Nunca se esqueça do nome de uma pessoa

O meu amigo Giacomo Bellini voltou para a Itália, depois de algum tempo em Curitiba. Ele é um grande artista. Passou por Buenos Aires, Porto Alegre e São Paulo. Ele gostou do Brasil, mas achou difícil o mercado de trabalho por aqui. Na realidade, nos últimos meses ele já estava com a paciência no limite. Foi aí que surgiu um emprego numa empresa pública, cujo nome eu vou omitir. Estava trabalhando no departamento de artes visuais ou algo parecido. Tinha salário regular, não era lá grande coisa, mas garantia o orçamento. O ritmo de trabalho era o de uma padaria. Não dava nem para respirar. Era folder, capa de catálogo, estas coisas.

Enquanto isso andou vendendo alguns quadros para uns tipos que entendem de arte e que disseram que Bellini era o cara. O meu amigo nem se preocupou com estes elogios porque ele achava que elogio que vale a pena é feito por marchand e curador, o resto é confeitaria. O diacho é que estes caras se encarregaram de fazer a fama do italiano, que sem saber estava se tornando famoso da noite para o dia no círculo meio restrito e escolado de admiradores de arte da capital. Enquanto a fama crescia, Bellini dava duro na prancheta fazendo folders, catálogos e tudo que caia nas mãos. Até um sujeito aparecer e dizer: “O Dr. Fidelcino Fagundes Varela quer falar com você”. “Quem?”. “O diretor, cara!”.
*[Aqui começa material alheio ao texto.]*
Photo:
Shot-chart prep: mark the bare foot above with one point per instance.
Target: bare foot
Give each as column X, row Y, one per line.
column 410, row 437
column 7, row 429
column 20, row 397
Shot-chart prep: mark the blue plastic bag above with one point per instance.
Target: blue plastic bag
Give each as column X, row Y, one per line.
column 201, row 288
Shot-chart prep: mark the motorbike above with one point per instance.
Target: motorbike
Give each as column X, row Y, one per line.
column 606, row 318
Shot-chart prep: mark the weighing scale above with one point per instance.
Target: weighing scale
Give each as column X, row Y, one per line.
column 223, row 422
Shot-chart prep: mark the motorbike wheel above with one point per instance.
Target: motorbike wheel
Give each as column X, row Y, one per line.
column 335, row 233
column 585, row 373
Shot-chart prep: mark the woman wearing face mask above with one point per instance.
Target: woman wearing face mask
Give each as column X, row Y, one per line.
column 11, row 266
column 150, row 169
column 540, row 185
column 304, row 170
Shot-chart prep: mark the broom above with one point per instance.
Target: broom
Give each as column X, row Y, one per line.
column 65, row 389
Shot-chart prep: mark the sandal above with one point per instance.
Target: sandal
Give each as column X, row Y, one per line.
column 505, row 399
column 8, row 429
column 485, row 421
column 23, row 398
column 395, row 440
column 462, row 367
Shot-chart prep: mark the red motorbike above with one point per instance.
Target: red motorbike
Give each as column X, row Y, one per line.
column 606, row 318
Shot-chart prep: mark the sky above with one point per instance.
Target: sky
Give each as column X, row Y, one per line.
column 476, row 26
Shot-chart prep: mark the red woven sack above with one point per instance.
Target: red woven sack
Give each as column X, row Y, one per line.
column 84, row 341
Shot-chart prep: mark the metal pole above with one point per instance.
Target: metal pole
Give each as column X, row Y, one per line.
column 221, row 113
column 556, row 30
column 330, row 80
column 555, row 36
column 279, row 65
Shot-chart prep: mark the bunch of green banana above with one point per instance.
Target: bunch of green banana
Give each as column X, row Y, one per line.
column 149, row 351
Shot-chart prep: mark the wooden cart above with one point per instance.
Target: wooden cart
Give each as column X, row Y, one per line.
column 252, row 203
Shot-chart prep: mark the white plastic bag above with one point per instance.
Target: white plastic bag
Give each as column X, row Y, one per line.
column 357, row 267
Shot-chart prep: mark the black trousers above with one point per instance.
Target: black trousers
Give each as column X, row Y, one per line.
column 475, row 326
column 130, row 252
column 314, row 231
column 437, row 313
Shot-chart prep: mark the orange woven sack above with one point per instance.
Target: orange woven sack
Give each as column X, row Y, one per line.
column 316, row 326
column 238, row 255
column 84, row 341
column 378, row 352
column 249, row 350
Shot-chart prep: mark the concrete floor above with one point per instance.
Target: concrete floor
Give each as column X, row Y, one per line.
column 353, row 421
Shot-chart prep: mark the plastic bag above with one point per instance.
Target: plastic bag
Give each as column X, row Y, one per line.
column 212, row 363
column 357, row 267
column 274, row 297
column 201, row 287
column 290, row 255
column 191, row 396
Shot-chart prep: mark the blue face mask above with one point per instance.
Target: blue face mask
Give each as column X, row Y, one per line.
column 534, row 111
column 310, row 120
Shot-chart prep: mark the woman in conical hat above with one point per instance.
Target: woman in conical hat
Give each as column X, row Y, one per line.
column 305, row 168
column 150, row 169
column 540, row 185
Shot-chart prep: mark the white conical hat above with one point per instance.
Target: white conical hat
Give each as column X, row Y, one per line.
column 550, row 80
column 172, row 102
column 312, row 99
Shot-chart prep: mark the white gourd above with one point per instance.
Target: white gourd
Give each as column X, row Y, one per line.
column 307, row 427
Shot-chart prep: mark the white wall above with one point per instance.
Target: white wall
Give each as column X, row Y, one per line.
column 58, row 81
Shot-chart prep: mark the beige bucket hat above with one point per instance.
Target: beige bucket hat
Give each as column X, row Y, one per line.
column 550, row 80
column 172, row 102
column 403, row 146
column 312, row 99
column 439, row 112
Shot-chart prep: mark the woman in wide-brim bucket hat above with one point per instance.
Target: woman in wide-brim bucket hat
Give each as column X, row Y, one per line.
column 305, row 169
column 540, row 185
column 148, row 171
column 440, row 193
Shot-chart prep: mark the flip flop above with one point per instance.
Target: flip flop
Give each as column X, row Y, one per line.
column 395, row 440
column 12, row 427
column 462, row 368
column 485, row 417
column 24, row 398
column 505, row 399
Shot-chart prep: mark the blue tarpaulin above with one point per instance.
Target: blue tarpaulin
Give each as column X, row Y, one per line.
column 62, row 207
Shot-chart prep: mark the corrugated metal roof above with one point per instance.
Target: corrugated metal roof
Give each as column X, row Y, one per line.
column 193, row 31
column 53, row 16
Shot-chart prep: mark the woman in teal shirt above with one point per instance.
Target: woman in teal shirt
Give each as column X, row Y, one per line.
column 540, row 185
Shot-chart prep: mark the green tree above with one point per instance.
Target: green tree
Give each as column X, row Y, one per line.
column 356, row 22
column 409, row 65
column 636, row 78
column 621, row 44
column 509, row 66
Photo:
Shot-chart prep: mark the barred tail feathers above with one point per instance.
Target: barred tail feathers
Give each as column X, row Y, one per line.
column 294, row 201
Ele não sabia quem era o cara e achava que não tinha obrigação de saber. E nem fez questão de saber, porque achou que para ser chamado pelo diretor só podia ser bronca. Primeiro, ele tratou de esclarecer: “Vocês não estão me sacaneando só porque eu sou estrangeiro, não é mesmo bambinos?”. Esta preocupação do nosso pintor. Ele sabia que os italianos sacaneavam estrangeiros em seu país e não se espantava que o contrário também acontecesse fora da Itália. Aliás, ele foi vítima de algumas sacanagens de “amigos”. Por isso estava arisco. Os caras juravam que era sério. Ele foi ressabiado.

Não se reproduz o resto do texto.